I have a zipfile
on my Google Drive
. In that zipfile
is a XML file
, which I want to parse, extract a specific information and save this information on my local computer (or wherever).
My goal is to use Python & Google Drive API (with help of PyDrive) to achieve this. The workflow could be as follows:
- Connect to my Google Drive via Google Drive API (PyDrive)
- Get my zipfile id
- Load my zipfile to memory
- Unzip, obtain the XML file
- Parse the XML, extract the desired information
- Save it as a csv on my local computer
Right now, I am able to do steps 1,2,4,5,6. But I dont know how to load the zipfile into memory without writing it on my local HDD first.

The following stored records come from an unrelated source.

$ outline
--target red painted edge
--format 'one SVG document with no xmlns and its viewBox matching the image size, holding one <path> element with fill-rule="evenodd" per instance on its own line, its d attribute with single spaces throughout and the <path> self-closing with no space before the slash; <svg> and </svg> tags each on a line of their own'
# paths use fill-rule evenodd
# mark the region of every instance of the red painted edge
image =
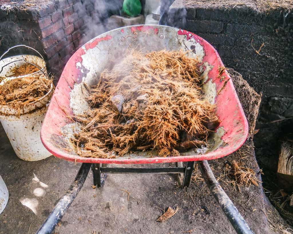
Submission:
<svg viewBox="0 0 293 234">
<path fill-rule="evenodd" d="M 153 30 L 155 33 L 157 33 L 159 31 L 158 28 L 153 26 L 143 25 L 131 27 L 132 32 L 137 30 L 146 32 L 150 29 Z M 121 32 L 123 32 L 121 31 Z M 226 131 L 222 139 L 228 144 L 214 151 L 201 155 L 139 159 L 83 158 L 62 150 L 56 145 L 55 142 L 53 142 L 52 139 L 54 138 L 53 134 L 60 135 L 61 128 L 70 122 L 67 116 L 72 112 L 69 106 L 69 94 L 74 83 L 79 81 L 79 75 L 80 72 L 79 69 L 76 68 L 76 63 L 79 62 L 81 63 L 81 56 L 85 53 L 84 49 L 81 48 L 76 52 L 67 64 L 46 115 L 40 135 L 42 142 L 47 149 L 55 156 L 69 161 L 130 164 L 213 159 L 229 154 L 239 149 L 247 138 L 248 124 L 229 75 L 225 71 L 222 75 L 225 77 L 224 79 L 220 79 L 218 77 L 218 68 L 224 66 L 219 54 L 208 42 L 195 34 L 182 30 L 179 30 L 177 33 L 178 35 L 186 36 L 188 40 L 194 39 L 203 46 L 205 53 L 203 61 L 208 62 L 214 66 L 209 73 L 209 75 L 215 84 L 217 90 L 219 90 L 224 84 L 226 84 L 225 88 L 216 97 L 216 101 L 217 112 L 221 122 L 220 127 L 223 126 Z M 112 37 L 108 35 L 103 37 L 96 38 L 86 43 L 85 48 L 87 50 L 93 48 L 101 41 L 111 39 Z M 226 80 L 227 81 L 225 82 Z"/>
</svg>

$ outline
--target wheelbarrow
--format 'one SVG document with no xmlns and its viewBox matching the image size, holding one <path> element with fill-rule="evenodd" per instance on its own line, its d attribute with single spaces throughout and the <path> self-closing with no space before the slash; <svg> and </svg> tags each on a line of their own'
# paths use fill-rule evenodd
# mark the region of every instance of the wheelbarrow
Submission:
<svg viewBox="0 0 293 234">
<path fill-rule="evenodd" d="M 216 105 L 220 121 L 209 136 L 209 147 L 201 153 L 195 149 L 179 156 L 163 157 L 136 152 L 114 159 L 84 158 L 70 150 L 70 138 L 79 130 L 79 124 L 71 116 L 89 108 L 84 83 L 95 84 L 109 61 L 124 54 L 130 48 L 143 51 L 182 49 L 202 62 L 206 98 Z M 188 187 L 195 161 L 203 178 L 228 219 L 238 233 L 252 233 L 249 227 L 218 183 L 207 160 L 231 154 L 247 137 L 248 125 L 230 77 L 217 51 L 202 38 L 190 32 L 166 26 L 142 25 L 120 28 L 108 32 L 86 44 L 72 56 L 65 66 L 53 96 L 43 124 L 41 137 L 54 155 L 82 163 L 74 181 L 40 228 L 38 233 L 50 233 L 55 228 L 81 189 L 91 167 L 93 183 L 102 185 L 107 173 L 182 173 L 182 187 Z M 186 162 L 186 166 L 182 163 Z M 112 164 L 142 164 L 176 163 L 177 166 L 160 168 L 111 167 Z M 107 166 L 105 166 L 106 164 Z"/>
</svg>

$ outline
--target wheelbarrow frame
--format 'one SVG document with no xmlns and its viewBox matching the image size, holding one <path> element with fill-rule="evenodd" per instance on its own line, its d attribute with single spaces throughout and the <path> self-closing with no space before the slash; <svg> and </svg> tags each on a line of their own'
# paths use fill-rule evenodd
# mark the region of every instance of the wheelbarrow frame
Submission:
<svg viewBox="0 0 293 234">
<path fill-rule="evenodd" d="M 193 154 L 170 157 L 85 158 L 79 156 L 73 151 L 64 150 L 62 148 L 64 145 L 66 146 L 66 140 L 67 137 L 68 140 L 68 136 L 62 133 L 61 130 L 64 126 L 73 123 L 69 116 L 74 114 L 71 106 L 71 98 L 69 94 L 74 90 L 76 85 L 84 81 L 85 77 L 86 78 L 89 73 L 92 72 L 92 71 L 90 70 L 91 68 L 84 64 L 84 62 L 85 63 L 87 63 L 88 65 L 90 64 L 88 61 L 84 60 L 87 56 L 87 59 L 88 60 L 91 58 L 93 62 L 94 63 L 95 53 L 96 53 L 98 51 L 96 49 L 98 48 L 98 45 L 108 48 L 114 42 L 113 44 L 117 43 L 119 46 L 119 43 L 123 44 L 126 38 L 130 36 L 127 33 L 134 35 L 138 32 L 139 34 L 140 32 L 150 32 L 153 35 L 153 39 L 157 40 L 157 42 L 161 43 L 161 46 L 163 47 L 164 44 L 168 44 L 169 39 L 171 41 L 172 37 L 176 36 L 178 41 L 176 39 L 174 41 L 173 38 L 173 42 L 171 42 L 178 44 L 179 42 L 182 48 L 192 54 L 193 51 L 195 55 L 193 54 L 192 56 L 198 55 L 197 48 L 202 47 L 203 54 L 201 61 L 203 63 L 211 65 L 210 70 L 208 71 L 208 78 L 205 82 L 212 83 L 217 91 L 215 95 L 214 101 L 217 103 L 216 111 L 220 123 L 216 133 L 219 131 L 218 130 L 220 128 L 224 129 L 224 134 L 221 136 L 220 138 L 224 144 L 204 154 Z M 132 36 L 130 35 L 130 36 Z M 168 39 L 166 39 L 168 37 L 169 37 Z M 199 47 L 197 47 L 197 46 Z M 167 49 L 170 49 L 169 48 Z M 93 56 L 93 58 L 92 57 Z M 90 65 L 93 66 L 91 63 Z M 95 66 L 99 65 L 96 63 Z M 248 124 L 244 113 L 231 78 L 224 69 L 222 70 L 223 68 L 224 68 L 224 65 L 216 51 L 202 38 L 185 30 L 161 25 L 135 25 L 114 30 L 94 38 L 78 50 L 67 62 L 61 75 L 45 118 L 41 137 L 45 147 L 54 155 L 68 161 L 83 163 L 74 181 L 37 233 L 50 233 L 53 231 L 82 187 L 91 166 L 93 170 L 94 184 L 98 187 L 102 185 L 107 173 L 183 173 L 183 188 L 188 187 L 189 185 L 195 161 L 197 163 L 202 177 L 211 192 L 237 233 L 253 233 L 216 180 L 206 161 L 223 157 L 233 153 L 243 144 L 248 134 Z M 221 71 L 221 69 L 222 70 Z M 53 122 L 52 120 L 54 120 Z M 186 162 L 185 167 L 180 166 L 178 163 L 182 161 Z M 177 167 L 130 168 L 110 168 L 103 165 L 101 166 L 100 165 L 100 164 L 136 164 L 171 162 L 176 162 Z"/>
</svg>

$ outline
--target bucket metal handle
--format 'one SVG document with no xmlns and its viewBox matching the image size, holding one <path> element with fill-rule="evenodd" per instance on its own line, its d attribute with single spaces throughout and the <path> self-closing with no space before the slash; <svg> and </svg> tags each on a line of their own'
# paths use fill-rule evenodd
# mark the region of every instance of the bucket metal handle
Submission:
<svg viewBox="0 0 293 234">
<path fill-rule="evenodd" d="M 45 77 L 47 77 L 47 75 L 46 75 L 46 74 L 45 74 L 45 73 L 44 73 L 43 71 L 42 70 L 42 69 L 41 69 L 39 67 L 39 66 L 37 66 L 35 64 L 34 64 L 33 63 L 30 63 L 29 62 L 28 62 L 25 59 L 18 59 L 17 60 L 15 60 L 14 61 L 13 61 L 12 62 L 11 62 L 10 63 L 8 63 L 7 64 L 6 64 L 5 65 L 4 65 L 4 66 L 3 66 L 2 67 L 2 68 L 1 68 L 1 71 L 0 71 L 0 73 L 1 73 L 2 72 L 2 71 L 3 70 L 3 68 L 4 67 L 5 67 L 5 66 L 7 66 L 8 65 L 9 65 L 9 64 L 10 64 L 10 63 L 14 63 L 15 62 L 17 62 L 18 61 L 25 61 L 27 63 L 29 63 L 30 64 L 31 64 L 31 65 L 33 65 L 36 68 L 37 68 L 39 70 L 40 70 L 42 72 L 42 73 L 43 74 L 44 74 L 44 75 L 45 76 Z M 14 78 L 14 79 L 16 79 L 16 78 L 22 78 L 22 76 L 19 76 L 19 77 L 15 77 L 15 78 Z M 0 80 L 1 80 L 1 77 L 0 77 Z M 13 79 L 11 79 L 11 80 L 13 80 Z M 45 87 L 47 88 L 47 89 L 48 88 L 48 87 L 47 86 L 47 85 L 45 83 L 45 82 L 44 82 L 42 81 L 42 81 L 44 85 L 45 86 Z"/>
<path fill-rule="evenodd" d="M 4 52 L 4 53 L 0 57 L 0 60 L 1 60 L 1 59 L 2 59 L 2 58 L 3 57 L 3 56 L 4 56 L 5 54 L 6 54 L 8 53 L 8 52 L 9 52 L 9 51 L 11 49 L 13 49 L 14 48 L 15 48 L 16 47 L 19 47 L 21 46 L 24 47 L 26 47 L 27 48 L 28 48 L 30 49 L 31 49 L 33 50 L 34 50 L 38 54 L 39 54 L 39 55 L 41 56 L 41 57 L 42 58 L 43 60 L 44 60 L 44 58 L 43 57 L 43 56 L 42 56 L 42 55 L 40 54 L 40 52 L 39 52 L 35 50 L 33 48 L 32 48 L 31 47 L 30 47 L 29 46 L 26 46 L 25 45 L 18 45 L 13 46 L 12 47 L 11 47 L 9 49 L 8 49 L 7 50 L 7 51 L 6 51 L 6 52 Z"/>
</svg>

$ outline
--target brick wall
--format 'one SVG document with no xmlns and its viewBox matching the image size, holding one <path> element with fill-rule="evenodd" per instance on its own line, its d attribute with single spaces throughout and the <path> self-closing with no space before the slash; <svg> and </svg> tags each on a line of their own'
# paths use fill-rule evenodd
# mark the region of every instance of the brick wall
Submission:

Following PyDrive code will obtain the zipfile and place it on my local HDD, which is not exactly what I want.
toUnzip = drive.CreateFile({'id':'MY_FILE_ID'})
toUnzip.GetContentFile('zipstuff.zip')
I guess one solution could be as follows:
I could read the zipfile as a string with some encoding:
toUnzip = drive.CreateFile({'id':'MY_FILE_ID'})
zipAsString = toUnzip.GetContentString(encoding='??')
and then, I could somehow (no idea how, perhaps StringIO
could be useful) read this string with Python zipfile library. Is this solution even possible? Is there a better way?